Step 404: performing word segmentation on the sample text to obtain text word segmentation; performing word segmentation on the sample query word to obtain a query word;

the generative model is a neural network model with the ability to predict query terms for the input text. Illustratively, the generated model is an Encoder-decoder (Encoder-decoder) model structure based on a Bidirectional Encoder Representation (BERT) model, which is more common in the industry at present.

The method comprises the steps that word segmentation is carried out on a sample text in advance to obtain text word segments, and each text word segment is recorded as doc _ tokens after vectorization representation; and performing word segmentation on the sample query words to obtain query word segments, and recording each query word segment as query _ tokens after vectorization representation. Namely, the minimum unit after word segmentation is marked as token.

In the word segmentation process, the word segmentation module of the BERT model can be used for word segmentation (or word segmentation). Assuming that the generated model is a small BERT model (A Lite BERT for Self-supervised Learning of Language representation), the word segmentation module selects the word segmentation module in the ALBERT model.

Optionally, in the process of constructing the generative model by using the encoder and the decoder of the ALBERT model, the model parameters of the encoder and the decoder of the generative model are initialized by using the model parameters of the pre-training language model obtained by the universal corpus training. Wherein the encoder and decoder share model parameters during the training process.

Step 406: inputting the text word segmentation into an encoder to obtain encoded output;

for example, fig. 5 shows a schematic diagram of the structure of the generative model 10. Generative model 10 includes an encoder 12 and a decoder 14. In the training process, the computer device inputs each text word X in the text to be retrieved into the encoder 12 in sequence, and obtains encoded output.

Optionally, at the ith encoding time, the encoder 12 encodes the ith text word in the text to be retrieved to obtain the encoded output corresponding to the ith encoding time. And obtaining the coded output of the text to be retrieved after all text participles in the text to be retrieved are coded.
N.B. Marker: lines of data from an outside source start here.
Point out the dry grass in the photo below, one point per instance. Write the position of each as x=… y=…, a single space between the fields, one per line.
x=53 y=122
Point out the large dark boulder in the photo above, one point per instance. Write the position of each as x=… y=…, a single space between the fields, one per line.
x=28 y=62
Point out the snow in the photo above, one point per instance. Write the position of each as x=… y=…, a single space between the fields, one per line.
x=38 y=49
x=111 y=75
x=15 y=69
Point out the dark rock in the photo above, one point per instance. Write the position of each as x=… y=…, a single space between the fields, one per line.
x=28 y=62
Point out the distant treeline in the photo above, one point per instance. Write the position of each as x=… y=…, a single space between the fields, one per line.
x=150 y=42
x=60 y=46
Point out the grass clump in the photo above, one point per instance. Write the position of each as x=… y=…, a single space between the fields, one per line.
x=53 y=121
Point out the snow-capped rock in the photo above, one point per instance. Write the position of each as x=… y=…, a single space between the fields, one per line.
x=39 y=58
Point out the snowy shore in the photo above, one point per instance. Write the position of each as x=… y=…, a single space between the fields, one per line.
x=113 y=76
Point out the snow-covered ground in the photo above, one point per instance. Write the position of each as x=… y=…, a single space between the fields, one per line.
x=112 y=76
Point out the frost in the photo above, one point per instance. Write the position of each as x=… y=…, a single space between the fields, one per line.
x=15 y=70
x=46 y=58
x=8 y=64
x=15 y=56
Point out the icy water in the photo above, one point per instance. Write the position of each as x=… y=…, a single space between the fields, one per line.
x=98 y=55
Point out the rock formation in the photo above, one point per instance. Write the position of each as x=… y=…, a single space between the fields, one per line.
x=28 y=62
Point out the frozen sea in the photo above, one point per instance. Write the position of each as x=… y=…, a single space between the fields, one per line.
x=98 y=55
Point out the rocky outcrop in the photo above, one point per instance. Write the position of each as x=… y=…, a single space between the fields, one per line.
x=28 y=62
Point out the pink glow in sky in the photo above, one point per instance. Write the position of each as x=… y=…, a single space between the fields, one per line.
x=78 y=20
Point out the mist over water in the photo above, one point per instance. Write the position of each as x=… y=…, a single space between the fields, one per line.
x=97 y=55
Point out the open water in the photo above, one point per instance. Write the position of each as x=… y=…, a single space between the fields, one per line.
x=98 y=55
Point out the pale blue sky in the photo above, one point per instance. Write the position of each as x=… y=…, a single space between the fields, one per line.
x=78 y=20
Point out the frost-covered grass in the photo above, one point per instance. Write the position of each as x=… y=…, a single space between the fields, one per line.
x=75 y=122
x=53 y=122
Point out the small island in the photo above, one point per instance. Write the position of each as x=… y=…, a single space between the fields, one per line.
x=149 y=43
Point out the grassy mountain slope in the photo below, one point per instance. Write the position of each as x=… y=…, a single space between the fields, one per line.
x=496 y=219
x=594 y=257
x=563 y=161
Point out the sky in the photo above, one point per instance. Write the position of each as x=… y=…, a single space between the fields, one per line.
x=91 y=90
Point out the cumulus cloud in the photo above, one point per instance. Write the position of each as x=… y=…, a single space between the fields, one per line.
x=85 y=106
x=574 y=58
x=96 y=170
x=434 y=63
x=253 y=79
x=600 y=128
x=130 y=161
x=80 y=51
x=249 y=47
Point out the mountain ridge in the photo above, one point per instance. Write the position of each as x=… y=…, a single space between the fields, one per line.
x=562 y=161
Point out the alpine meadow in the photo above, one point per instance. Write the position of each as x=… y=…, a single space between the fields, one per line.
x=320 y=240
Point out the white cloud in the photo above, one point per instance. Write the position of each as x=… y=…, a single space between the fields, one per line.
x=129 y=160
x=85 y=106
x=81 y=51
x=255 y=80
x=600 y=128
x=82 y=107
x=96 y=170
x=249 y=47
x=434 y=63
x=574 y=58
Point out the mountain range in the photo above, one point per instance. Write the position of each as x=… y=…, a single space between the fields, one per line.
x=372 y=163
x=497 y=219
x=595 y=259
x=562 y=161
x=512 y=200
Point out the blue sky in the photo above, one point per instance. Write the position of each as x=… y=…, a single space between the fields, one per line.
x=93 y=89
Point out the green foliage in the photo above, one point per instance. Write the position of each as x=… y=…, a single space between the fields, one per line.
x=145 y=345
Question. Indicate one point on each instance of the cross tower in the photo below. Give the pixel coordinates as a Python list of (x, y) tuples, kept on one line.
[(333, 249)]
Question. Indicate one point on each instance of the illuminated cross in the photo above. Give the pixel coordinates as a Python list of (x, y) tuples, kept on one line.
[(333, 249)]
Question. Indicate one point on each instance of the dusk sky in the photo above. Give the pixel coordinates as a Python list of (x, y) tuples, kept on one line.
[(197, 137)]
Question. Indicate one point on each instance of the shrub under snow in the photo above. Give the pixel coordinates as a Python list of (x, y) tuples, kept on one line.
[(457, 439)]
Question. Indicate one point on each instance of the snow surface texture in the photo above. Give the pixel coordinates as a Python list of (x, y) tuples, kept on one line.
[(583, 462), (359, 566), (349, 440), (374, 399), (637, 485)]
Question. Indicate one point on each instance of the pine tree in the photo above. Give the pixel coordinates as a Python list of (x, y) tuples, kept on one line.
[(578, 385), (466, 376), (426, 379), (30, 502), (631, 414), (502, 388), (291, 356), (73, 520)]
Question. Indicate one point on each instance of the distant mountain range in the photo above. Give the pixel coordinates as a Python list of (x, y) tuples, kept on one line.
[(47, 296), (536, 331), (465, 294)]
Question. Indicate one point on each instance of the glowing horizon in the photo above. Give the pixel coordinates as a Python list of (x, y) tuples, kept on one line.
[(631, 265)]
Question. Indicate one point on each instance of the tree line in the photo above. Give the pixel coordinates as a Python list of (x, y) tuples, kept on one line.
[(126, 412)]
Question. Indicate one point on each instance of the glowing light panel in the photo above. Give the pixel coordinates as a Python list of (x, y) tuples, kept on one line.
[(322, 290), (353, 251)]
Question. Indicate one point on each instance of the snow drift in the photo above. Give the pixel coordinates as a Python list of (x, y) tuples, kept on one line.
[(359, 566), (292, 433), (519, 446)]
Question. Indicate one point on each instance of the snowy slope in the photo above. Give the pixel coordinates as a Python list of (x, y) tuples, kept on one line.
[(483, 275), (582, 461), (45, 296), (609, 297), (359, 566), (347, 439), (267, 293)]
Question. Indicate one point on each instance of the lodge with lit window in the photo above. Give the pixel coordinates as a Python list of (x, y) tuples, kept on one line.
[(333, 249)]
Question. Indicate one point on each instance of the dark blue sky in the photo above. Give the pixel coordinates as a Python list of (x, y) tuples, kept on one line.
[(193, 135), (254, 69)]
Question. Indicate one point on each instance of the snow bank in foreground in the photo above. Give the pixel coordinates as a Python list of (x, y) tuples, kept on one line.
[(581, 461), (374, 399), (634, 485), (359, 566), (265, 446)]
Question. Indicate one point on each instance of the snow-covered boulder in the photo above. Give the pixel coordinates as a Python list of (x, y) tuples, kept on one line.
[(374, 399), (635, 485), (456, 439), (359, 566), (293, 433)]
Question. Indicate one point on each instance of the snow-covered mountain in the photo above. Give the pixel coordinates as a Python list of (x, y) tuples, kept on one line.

Step 408: inputting the coding output and the correlation grade into a decoder to obtain a prediction query word;

in order to reflect the influence of the relevance grade on the text to be retrieved, the computer equipment inputs the coded output and the relevance grade into a decoder to obtain the predicted query participle.

Illustratively, an attention matrix is also designed between the encoder and the decoder. And the computer equipment carries out embedding processing on the sample correlation grade to obtain a correlation grade vector. Attention weighting is carried out on the correlation level vector and the coded output through an attention moment array to obtain a weighted vector; and inputting the weighted vector into a decoder, and decoding to obtain the predicted query participle.

In one example, the weighting vector is input to the decoder only at the first decoding instant. And at each subsequent decoding moment, inputting the predicted query participle output by the decoder at the historical decoding moment into the decoder to obtain the predicted query participle of the decoder at the next decoding moment.

In another example, after the weighting vector is input to the decoder at the first decoding time, the weighting vector and the predicted query participles output by the decoder at the historical decoding time are input to the decoder at each subsequent decoding time, and the predicted query participles of the decoder at the next decoding time are obtained.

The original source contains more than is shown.